The Mexican Year is a fictional blog about a chance encounter in Tijuana. Nick is a jaded American graduate student committed to his doctoral research and not much else. Nooshin is a married Iranian-American girl boxed in by her husband, her family, and her choices. They cross paths when they cross the border, two strangers who find themselves journeying into Tijuana and across Mexico, sometimes together, sometimes apart.

I’m Odin Soli, a thirtysomething family guy and technology executive based in Minnesota. I’ve been exploring the intersection of writing and the Internet since the mid-1990s. I used to publish a million words a year, but I’ve slowed down.

My best-known project to date is Plain Layne (2001-2004), which was called everything from “best soap opera on the Internet” to the textural predecessor of lonelygirl15. It was a fictional blog that touched the lives of over 500,000 people and received media coverage in Macleans, TIME Magazine, The New York Times, Haaretz, Der Spiegel, National Public Radio, San Jose Mercury News, St.

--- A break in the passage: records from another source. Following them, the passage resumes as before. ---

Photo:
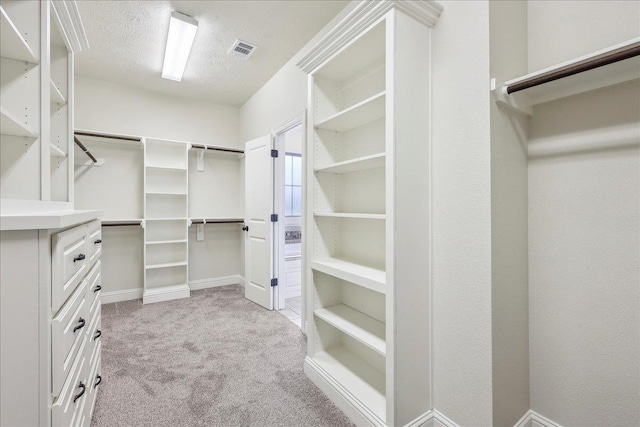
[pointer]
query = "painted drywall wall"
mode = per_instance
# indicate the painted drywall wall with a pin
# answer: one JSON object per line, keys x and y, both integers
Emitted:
{"x": 584, "y": 247}
{"x": 462, "y": 379}
{"x": 561, "y": 30}
{"x": 110, "y": 107}
{"x": 584, "y": 226}
{"x": 283, "y": 96}
{"x": 509, "y": 258}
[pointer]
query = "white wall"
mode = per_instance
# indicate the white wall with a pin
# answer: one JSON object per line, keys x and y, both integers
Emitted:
{"x": 584, "y": 227}
{"x": 584, "y": 245}
{"x": 462, "y": 377}
{"x": 561, "y": 30}
{"x": 117, "y": 186}
{"x": 110, "y": 107}
{"x": 509, "y": 258}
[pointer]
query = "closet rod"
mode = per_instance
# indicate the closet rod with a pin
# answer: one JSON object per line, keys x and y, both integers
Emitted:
{"x": 211, "y": 147}
{"x": 104, "y": 135}
{"x": 83, "y": 148}
{"x": 217, "y": 221}
{"x": 575, "y": 69}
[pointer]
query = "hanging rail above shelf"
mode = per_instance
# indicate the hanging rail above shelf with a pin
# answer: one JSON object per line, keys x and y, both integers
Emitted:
{"x": 214, "y": 148}
{"x": 104, "y": 135}
{"x": 607, "y": 67}
{"x": 217, "y": 221}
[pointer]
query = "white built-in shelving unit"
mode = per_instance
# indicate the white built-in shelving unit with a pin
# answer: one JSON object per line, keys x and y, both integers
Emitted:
{"x": 367, "y": 212}
{"x": 36, "y": 107}
{"x": 166, "y": 218}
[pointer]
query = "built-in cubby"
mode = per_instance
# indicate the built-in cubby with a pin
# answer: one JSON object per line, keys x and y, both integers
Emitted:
{"x": 367, "y": 213}
{"x": 166, "y": 220}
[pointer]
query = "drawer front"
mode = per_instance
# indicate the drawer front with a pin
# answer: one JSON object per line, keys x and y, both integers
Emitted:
{"x": 68, "y": 330}
{"x": 95, "y": 379}
{"x": 94, "y": 333}
{"x": 69, "y": 263}
{"x": 69, "y": 408}
{"x": 94, "y": 241}
{"x": 94, "y": 278}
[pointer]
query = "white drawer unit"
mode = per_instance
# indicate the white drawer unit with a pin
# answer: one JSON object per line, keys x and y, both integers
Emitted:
{"x": 68, "y": 331}
{"x": 94, "y": 241}
{"x": 69, "y": 263}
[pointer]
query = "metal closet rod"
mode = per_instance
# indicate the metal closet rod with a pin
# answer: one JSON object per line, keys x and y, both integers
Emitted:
{"x": 575, "y": 69}
{"x": 83, "y": 148}
{"x": 211, "y": 147}
{"x": 216, "y": 221}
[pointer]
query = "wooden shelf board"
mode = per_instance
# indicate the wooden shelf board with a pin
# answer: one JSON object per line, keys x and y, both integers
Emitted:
{"x": 12, "y": 44}
{"x": 166, "y": 265}
{"x": 165, "y": 193}
{"x": 351, "y": 215}
{"x": 373, "y": 161}
{"x": 173, "y": 168}
{"x": 56, "y": 95}
{"x": 11, "y": 125}
{"x": 166, "y": 242}
{"x": 359, "y": 326}
{"x": 362, "y": 380}
{"x": 364, "y": 112}
{"x": 361, "y": 275}
{"x": 55, "y": 151}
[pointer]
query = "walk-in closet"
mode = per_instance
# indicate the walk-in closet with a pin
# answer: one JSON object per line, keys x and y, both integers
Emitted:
{"x": 389, "y": 213}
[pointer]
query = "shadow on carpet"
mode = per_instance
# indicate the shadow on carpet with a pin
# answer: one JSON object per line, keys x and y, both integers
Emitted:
{"x": 215, "y": 359}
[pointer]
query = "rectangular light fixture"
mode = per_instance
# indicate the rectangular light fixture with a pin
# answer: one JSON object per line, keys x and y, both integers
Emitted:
{"x": 182, "y": 31}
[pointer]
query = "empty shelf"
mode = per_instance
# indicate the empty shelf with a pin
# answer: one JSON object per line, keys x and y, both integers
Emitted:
{"x": 166, "y": 193}
{"x": 174, "y": 168}
{"x": 55, "y": 151}
{"x": 56, "y": 95}
{"x": 11, "y": 125}
{"x": 364, "y": 112}
{"x": 12, "y": 44}
{"x": 355, "y": 165}
{"x": 166, "y": 265}
{"x": 362, "y": 380}
{"x": 370, "y": 278}
{"x": 359, "y": 326}
{"x": 351, "y": 215}
{"x": 166, "y": 242}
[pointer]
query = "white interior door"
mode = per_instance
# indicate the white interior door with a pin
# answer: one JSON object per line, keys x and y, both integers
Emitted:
{"x": 258, "y": 263}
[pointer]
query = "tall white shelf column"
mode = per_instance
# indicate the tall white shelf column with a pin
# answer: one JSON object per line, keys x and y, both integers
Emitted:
{"x": 367, "y": 216}
{"x": 166, "y": 221}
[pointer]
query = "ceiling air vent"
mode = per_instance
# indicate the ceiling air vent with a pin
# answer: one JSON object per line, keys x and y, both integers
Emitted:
{"x": 242, "y": 49}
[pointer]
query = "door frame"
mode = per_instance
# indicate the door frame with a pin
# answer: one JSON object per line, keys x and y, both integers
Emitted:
{"x": 278, "y": 195}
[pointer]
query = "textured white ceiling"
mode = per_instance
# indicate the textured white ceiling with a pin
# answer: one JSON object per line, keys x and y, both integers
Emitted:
{"x": 127, "y": 40}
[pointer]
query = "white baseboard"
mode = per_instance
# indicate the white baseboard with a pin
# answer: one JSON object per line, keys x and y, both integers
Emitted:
{"x": 533, "y": 419}
{"x": 161, "y": 294}
{"x": 234, "y": 279}
{"x": 119, "y": 296}
{"x": 358, "y": 413}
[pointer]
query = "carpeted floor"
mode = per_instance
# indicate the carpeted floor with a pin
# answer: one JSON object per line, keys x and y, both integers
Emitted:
{"x": 214, "y": 359}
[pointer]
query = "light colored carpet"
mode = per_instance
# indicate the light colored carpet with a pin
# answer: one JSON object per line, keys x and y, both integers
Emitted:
{"x": 214, "y": 359}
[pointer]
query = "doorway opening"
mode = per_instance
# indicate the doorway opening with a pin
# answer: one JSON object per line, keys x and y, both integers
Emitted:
{"x": 289, "y": 141}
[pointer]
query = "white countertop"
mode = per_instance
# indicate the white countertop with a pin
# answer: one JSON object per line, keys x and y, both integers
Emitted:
{"x": 45, "y": 220}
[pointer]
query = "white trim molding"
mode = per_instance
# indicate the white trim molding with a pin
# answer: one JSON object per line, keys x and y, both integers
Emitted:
{"x": 361, "y": 17}
{"x": 233, "y": 279}
{"x": 68, "y": 16}
{"x": 119, "y": 296}
{"x": 533, "y": 419}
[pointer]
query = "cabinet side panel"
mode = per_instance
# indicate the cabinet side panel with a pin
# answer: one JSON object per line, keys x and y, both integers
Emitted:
{"x": 19, "y": 335}
{"x": 411, "y": 256}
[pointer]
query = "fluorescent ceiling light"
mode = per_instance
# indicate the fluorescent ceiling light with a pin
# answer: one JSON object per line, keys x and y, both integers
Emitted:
{"x": 182, "y": 31}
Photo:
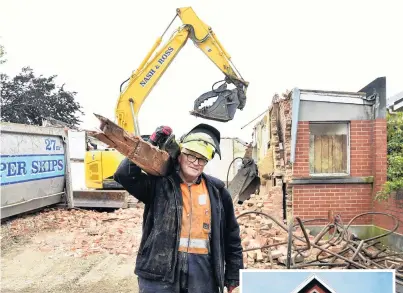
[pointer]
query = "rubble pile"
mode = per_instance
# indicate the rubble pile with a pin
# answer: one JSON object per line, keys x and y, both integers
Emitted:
{"x": 265, "y": 243}
{"x": 82, "y": 232}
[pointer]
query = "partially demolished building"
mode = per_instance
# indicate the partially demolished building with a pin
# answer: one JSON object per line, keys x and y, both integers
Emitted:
{"x": 325, "y": 151}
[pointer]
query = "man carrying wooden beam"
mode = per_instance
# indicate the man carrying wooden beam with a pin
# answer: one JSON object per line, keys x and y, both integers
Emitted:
{"x": 191, "y": 240}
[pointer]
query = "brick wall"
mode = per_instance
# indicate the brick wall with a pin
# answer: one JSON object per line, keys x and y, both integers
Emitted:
{"x": 361, "y": 148}
{"x": 348, "y": 200}
{"x": 301, "y": 164}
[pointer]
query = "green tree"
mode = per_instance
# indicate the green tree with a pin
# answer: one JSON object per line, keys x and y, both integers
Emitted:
{"x": 27, "y": 99}
{"x": 395, "y": 156}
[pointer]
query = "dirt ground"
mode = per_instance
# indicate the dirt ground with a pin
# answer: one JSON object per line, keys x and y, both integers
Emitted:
{"x": 56, "y": 250}
{"x": 75, "y": 251}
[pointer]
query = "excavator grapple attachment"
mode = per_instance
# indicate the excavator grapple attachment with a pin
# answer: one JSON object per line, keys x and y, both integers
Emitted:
{"x": 225, "y": 106}
{"x": 245, "y": 182}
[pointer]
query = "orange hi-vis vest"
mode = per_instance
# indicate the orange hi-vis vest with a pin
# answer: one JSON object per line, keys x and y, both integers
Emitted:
{"x": 196, "y": 218}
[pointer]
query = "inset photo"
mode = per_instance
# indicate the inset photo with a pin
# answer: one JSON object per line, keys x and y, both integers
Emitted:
{"x": 317, "y": 281}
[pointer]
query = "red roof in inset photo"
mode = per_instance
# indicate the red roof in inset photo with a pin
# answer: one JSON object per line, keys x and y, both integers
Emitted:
{"x": 313, "y": 284}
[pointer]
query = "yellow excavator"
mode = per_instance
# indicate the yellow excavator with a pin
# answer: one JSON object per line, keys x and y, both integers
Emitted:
{"x": 100, "y": 165}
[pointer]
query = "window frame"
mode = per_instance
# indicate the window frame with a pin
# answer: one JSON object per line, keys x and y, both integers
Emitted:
{"x": 348, "y": 125}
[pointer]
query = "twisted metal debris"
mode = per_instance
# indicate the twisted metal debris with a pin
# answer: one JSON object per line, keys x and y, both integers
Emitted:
{"x": 353, "y": 253}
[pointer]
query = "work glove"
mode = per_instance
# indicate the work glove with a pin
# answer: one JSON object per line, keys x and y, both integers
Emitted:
{"x": 231, "y": 285}
{"x": 160, "y": 135}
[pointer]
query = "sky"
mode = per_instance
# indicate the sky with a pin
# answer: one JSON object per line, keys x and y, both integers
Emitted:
{"x": 276, "y": 45}
{"x": 341, "y": 282}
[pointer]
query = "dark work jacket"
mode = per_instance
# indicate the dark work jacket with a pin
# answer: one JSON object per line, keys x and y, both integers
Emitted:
{"x": 157, "y": 255}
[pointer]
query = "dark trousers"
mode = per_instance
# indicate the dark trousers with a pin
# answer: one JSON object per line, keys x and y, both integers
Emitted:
{"x": 194, "y": 274}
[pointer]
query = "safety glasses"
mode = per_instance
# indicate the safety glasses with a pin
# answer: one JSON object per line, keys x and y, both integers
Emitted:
{"x": 192, "y": 159}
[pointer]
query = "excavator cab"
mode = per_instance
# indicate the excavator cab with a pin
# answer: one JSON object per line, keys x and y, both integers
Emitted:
{"x": 224, "y": 107}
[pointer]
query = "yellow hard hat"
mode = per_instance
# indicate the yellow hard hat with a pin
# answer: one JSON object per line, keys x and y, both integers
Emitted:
{"x": 200, "y": 143}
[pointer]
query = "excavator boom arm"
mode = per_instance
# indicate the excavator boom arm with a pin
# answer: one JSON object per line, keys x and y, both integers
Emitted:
{"x": 150, "y": 71}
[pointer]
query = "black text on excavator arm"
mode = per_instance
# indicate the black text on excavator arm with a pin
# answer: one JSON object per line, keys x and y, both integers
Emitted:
{"x": 151, "y": 69}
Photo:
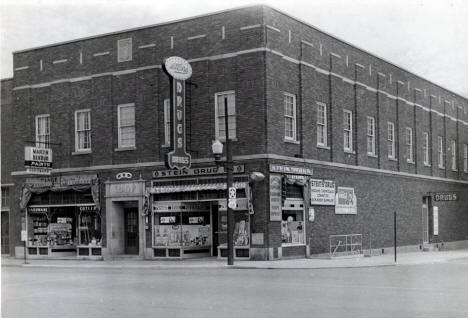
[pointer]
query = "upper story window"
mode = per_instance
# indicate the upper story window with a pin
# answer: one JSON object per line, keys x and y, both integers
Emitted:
{"x": 222, "y": 99}
{"x": 126, "y": 119}
{"x": 124, "y": 50}
{"x": 391, "y": 140}
{"x": 409, "y": 144}
{"x": 371, "y": 136}
{"x": 167, "y": 122}
{"x": 426, "y": 149}
{"x": 440, "y": 151}
{"x": 83, "y": 130}
{"x": 453, "y": 148}
{"x": 348, "y": 130}
{"x": 321, "y": 124}
{"x": 290, "y": 132}
{"x": 43, "y": 131}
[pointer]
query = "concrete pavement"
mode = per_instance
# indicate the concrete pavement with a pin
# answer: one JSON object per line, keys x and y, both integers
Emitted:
{"x": 410, "y": 258}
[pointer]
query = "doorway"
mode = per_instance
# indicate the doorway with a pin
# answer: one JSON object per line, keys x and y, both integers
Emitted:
{"x": 131, "y": 230}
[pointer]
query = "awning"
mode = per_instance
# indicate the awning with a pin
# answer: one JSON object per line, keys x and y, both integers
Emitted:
{"x": 196, "y": 187}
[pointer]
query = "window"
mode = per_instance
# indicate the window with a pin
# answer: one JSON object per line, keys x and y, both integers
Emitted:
{"x": 453, "y": 148}
{"x": 348, "y": 130}
{"x": 220, "y": 100}
{"x": 321, "y": 124}
{"x": 440, "y": 149}
{"x": 290, "y": 117}
{"x": 124, "y": 50}
{"x": 167, "y": 122}
{"x": 371, "y": 136}
{"x": 83, "y": 130}
{"x": 5, "y": 198}
{"x": 43, "y": 131}
{"x": 465, "y": 157}
{"x": 391, "y": 140}
{"x": 426, "y": 148}
{"x": 126, "y": 120}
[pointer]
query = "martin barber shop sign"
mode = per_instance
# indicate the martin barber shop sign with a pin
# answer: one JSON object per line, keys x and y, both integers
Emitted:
{"x": 178, "y": 70}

Paul Pioneer Press, and City Pages. My prior projects include The Sex Pistols are Alive and Well and Living in Sohatsenango (2000-2001), Trotsky in Exile (1999-2000), One Man, Two Women, and 6 Million Lines of Code (1998), and Goodbye Yugoslavia (1995-1997).

I have several goals with The Mexican Year. Considering this is version 1.2, the most important is just finishing.